Six months ago now. November 15th, 2024. My brother—James Troy Boggs. It has taken me this long to sit down and quietly face it. Jimmy was just 67. My little brother. He had a number of health issues and had been under hospice care. In the end, it was lung cancer. He and his wife Sharon lived in Oklahoma.
Of course, Jimmy’s early years were the same dysfunctional mess as mine were. In Adult Children of Alcoholic terms, Jimmy was definitely the family “scapegoat.”
According to journeytojoycounseling.com, “The family scapegoat is the problem child, also known as the ‘troublemaker.’ They are risk-takers, independent, and always into something. They rebel against the family system. They may be angry, withdrawn, and oppositional. They may get pregnant, get into drugs, or fail out of school. Scapegoats are considered to be the ‘screw up.’ Scapegoats feel alone, and don’t know where they fit in the family. As adults, they may continue to make self-destructive choices and struggle with intimacy of any kind.”
Jimmy’s life reflected many of those traits.
Jimmy was only four when our parents divorced and our father completely vanished from our lives. Still, our father’s alcoholism and subsequent abandonment of our family had a deep impact on Jimmy, me, and our sister Cindy. Yet from my perspective, Jim’s many troubles through his life may have had their origin when he and I were toddlers.
We had a strange grandmother on our father’s side. Though I was just a year and a half older than Jimmy, as little boys we got treated very differently. Our hair for example. My grandmother insisted on letting my blond hair grow. She liked that it was curly on top. She saw to it that Jimmy always had a buzz cut. I can guess that she was motivated to prefer me because I was named after her son my father, William Norman Boggs (clearly her “baby”). Even then, I noticed her weird treatment of us though I was barely six years old. There were other peculiar and even evil instances from her as well. And this wasn’t the only time Jim’s hair became an issue. I’ll get to that.
I believe Jimmy actually wandered down our father’s well-worn path to destruction. He repeated some of our father’s mistakes as have I, but different ones. Sadly, some of Jim’s lifestyle choices surely contributed to his early death. There was anger, rebellion, violence, some trouble with the law in the past, alcohol, and drugs. On top of all that, he was seriously hurt at work some years ago, affecting him physically.

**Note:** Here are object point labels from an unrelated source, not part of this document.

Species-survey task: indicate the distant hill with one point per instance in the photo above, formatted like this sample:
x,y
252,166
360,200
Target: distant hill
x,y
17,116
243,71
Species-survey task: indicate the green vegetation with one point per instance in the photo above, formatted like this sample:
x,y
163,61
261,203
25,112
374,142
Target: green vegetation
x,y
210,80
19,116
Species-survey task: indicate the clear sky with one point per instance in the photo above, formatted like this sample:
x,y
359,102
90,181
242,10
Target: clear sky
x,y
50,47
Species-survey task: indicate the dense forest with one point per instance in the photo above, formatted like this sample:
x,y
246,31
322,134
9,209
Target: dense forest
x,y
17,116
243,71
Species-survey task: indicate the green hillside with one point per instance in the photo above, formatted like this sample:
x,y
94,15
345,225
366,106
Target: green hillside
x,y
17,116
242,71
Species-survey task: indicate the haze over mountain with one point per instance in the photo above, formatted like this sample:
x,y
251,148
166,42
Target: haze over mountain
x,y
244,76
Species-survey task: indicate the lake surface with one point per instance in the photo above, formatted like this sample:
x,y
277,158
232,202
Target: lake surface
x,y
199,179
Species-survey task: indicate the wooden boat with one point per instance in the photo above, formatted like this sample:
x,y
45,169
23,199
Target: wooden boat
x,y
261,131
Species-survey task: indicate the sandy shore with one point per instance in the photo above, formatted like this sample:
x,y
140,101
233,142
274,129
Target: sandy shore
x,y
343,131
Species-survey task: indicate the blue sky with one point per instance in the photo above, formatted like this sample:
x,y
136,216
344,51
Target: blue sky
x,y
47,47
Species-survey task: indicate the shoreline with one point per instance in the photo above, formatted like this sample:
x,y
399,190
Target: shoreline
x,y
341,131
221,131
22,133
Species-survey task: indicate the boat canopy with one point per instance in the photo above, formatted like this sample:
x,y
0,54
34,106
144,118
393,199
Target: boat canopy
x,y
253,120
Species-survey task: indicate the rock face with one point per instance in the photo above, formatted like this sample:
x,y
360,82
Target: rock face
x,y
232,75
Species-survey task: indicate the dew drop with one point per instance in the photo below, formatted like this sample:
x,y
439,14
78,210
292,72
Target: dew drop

As little boys, we got along pretty well. We were brothers after all, and brothers close in age. Fights were common and we both have brotherly scars to prove it. I clearly remember a fight when I was 12 and Jim was 11. Our family had moved in with our gracious maternal grandparents in Northwest Indiana. Jimmy and I were going at it pretty fiercely in our backyard. I have no idea why (maybe it was because he forgot to put oil in our minibike, that sure didn’t turn out well). Anyway, Jim decided to arm himself, and grabbed his sword of choice. Well, uh, it was an actually broom with a very hard wooden handle. He was angry and swinging that thing like Darth Vader’s lightsaber. Nearing the crescendo, he moved closer to me and swung with force.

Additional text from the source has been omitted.